Vladimir Hnizdo's paper, "Spin-orbit coupling and the conservation of angular momentum" (http://arxiv.org/abs/1103.4092) has now been published in European Journal of Physics (subscription or payment required). This paper cites two of my arxiv papers (0905.0927 and 0709.0319) and also acknowledges me as raising the issue the paper addresses.
The other citation is in a commissioned review article, "Resource Letter EM-1: Electromagnetic Momentum," (http://ajp.aapt.org/resource/1/ajpias/v80/i1/p7_s1) by David J. Griffiths, in American Journal of Physics. (There is apparently no arxiv e-print but the references may be found here. The citation of my paper is also noted here.) It appeared in January but I just found out about it last week. My paper is cited as one of three examples of ongoing research related to "hidden" momentum. My arxiv paper is in response to one of the other two articles, that was published in American Journal of Physics, that I commented on, and as I posted about previously, my comment was published in the journal, followed by a response by the original paper authors that seemed to negate my comment. Then, when I wrote a further response, it was rejected.

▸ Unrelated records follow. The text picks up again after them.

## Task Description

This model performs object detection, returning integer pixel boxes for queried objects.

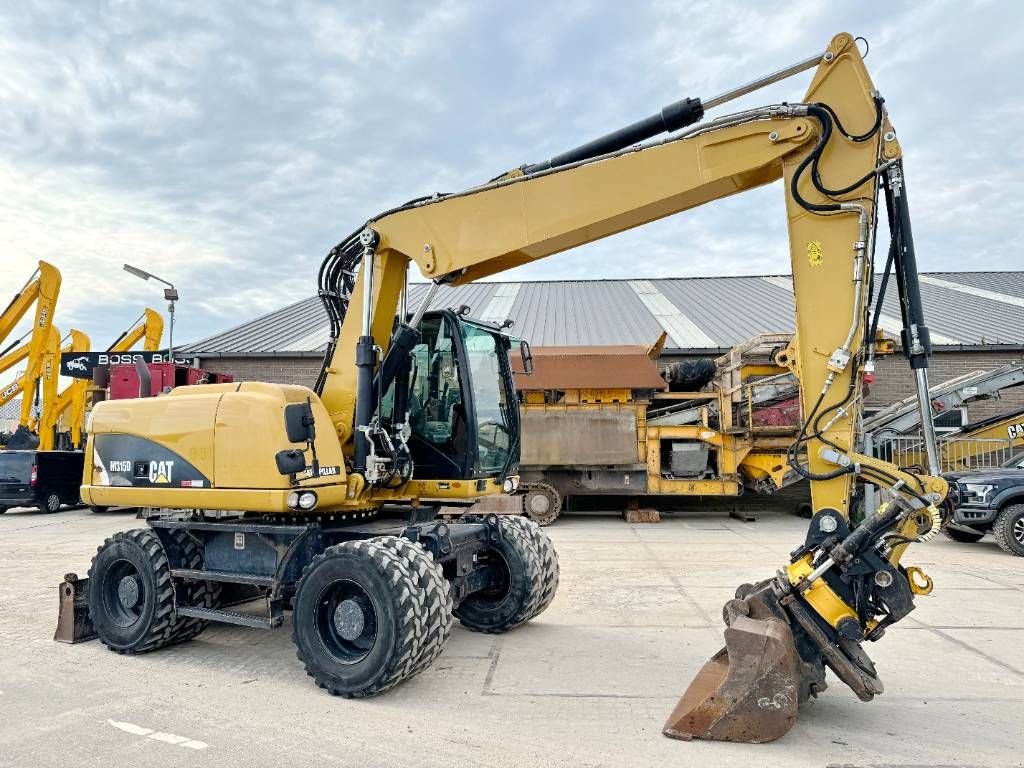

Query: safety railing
[873,435,1020,472]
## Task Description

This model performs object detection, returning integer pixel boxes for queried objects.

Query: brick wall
[200,357,321,387]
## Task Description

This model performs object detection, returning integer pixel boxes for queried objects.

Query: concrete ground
[0,510,1024,768]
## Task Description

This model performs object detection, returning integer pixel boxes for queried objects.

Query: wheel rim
[315,579,377,665]
[467,550,512,604]
[529,494,551,517]
[102,560,145,627]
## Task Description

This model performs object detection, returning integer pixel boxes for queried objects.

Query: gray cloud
[0,0,1024,346]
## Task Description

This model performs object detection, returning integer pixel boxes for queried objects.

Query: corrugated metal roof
[183,271,1024,356]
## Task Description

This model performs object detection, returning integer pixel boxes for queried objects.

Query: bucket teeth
[663,613,801,743]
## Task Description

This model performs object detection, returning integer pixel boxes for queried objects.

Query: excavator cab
[391,309,519,480]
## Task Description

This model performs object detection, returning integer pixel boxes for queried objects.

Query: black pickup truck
[943,453,1024,557]
[0,451,85,514]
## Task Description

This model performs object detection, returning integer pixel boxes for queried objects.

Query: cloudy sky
[0,0,1024,347]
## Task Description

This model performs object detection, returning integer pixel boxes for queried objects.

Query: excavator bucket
[663,600,802,743]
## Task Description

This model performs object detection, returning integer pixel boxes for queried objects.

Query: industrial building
[183,271,1024,429]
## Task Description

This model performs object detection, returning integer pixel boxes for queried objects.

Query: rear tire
[942,526,985,544]
[292,541,425,698]
[371,536,455,677]
[497,517,560,621]
[455,517,545,634]
[992,504,1024,557]
[89,528,176,653]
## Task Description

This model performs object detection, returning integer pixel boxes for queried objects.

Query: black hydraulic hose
[821,95,885,143]
[867,238,896,354]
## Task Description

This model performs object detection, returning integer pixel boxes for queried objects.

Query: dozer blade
[662,614,801,743]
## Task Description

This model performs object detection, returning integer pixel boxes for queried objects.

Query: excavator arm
[0,261,60,427]
[38,307,164,451]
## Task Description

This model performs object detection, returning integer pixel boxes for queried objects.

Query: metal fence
[873,435,1020,472]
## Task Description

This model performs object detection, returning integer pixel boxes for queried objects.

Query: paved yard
[0,510,1024,768]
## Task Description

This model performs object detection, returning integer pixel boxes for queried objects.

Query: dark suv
[0,451,85,514]
[942,453,1024,557]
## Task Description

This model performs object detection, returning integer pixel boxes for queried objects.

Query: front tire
[497,517,560,621]
[89,528,177,653]
[942,526,985,544]
[455,517,545,634]
[292,541,424,698]
[992,504,1024,557]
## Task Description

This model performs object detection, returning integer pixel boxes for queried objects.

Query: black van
[0,451,85,514]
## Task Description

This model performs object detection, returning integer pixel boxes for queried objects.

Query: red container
[109,362,234,400]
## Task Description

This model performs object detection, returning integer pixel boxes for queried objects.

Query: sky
[0,0,1024,348]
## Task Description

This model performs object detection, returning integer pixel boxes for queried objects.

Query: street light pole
[125,264,178,362]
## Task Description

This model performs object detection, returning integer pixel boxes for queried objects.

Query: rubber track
[371,536,455,677]
[292,540,425,698]
[168,529,220,643]
[992,504,1024,557]
[89,528,177,654]
[506,517,560,621]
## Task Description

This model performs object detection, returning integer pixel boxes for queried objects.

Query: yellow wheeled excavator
[75,34,946,741]
[39,308,164,451]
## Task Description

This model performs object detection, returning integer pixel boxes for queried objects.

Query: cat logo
[150,462,174,485]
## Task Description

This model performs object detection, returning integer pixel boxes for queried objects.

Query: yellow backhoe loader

I don't mean to fault American Journal of Physics particularly for not publishing my paper that is now being cited by their own comissioned review article, as I understand they have many many submissions and as a pedagogical journal have to be averse to controversy. However I am very pleased that this paper is being cited and by such a distinguished author. It is especially nice because I had essentially given up on that paper and had no further plans to submit it anywhere, and yet it took a lot of time to do the work and write and I thought it obtained an interesting result. Now it seems reasonable to think I was not the only one to find the results interesting (and in fairness, two of three of the referees were positive about it).
I do hope and even expect that eventually I will be getting my work published in mainstream peer-reviewed journals, but until it is, getting cited in mainstream journals is a pretty good substitute. If it was a choice to get published but not cited, versus not published but cited by such distinguished authors, I would have to choose the latter.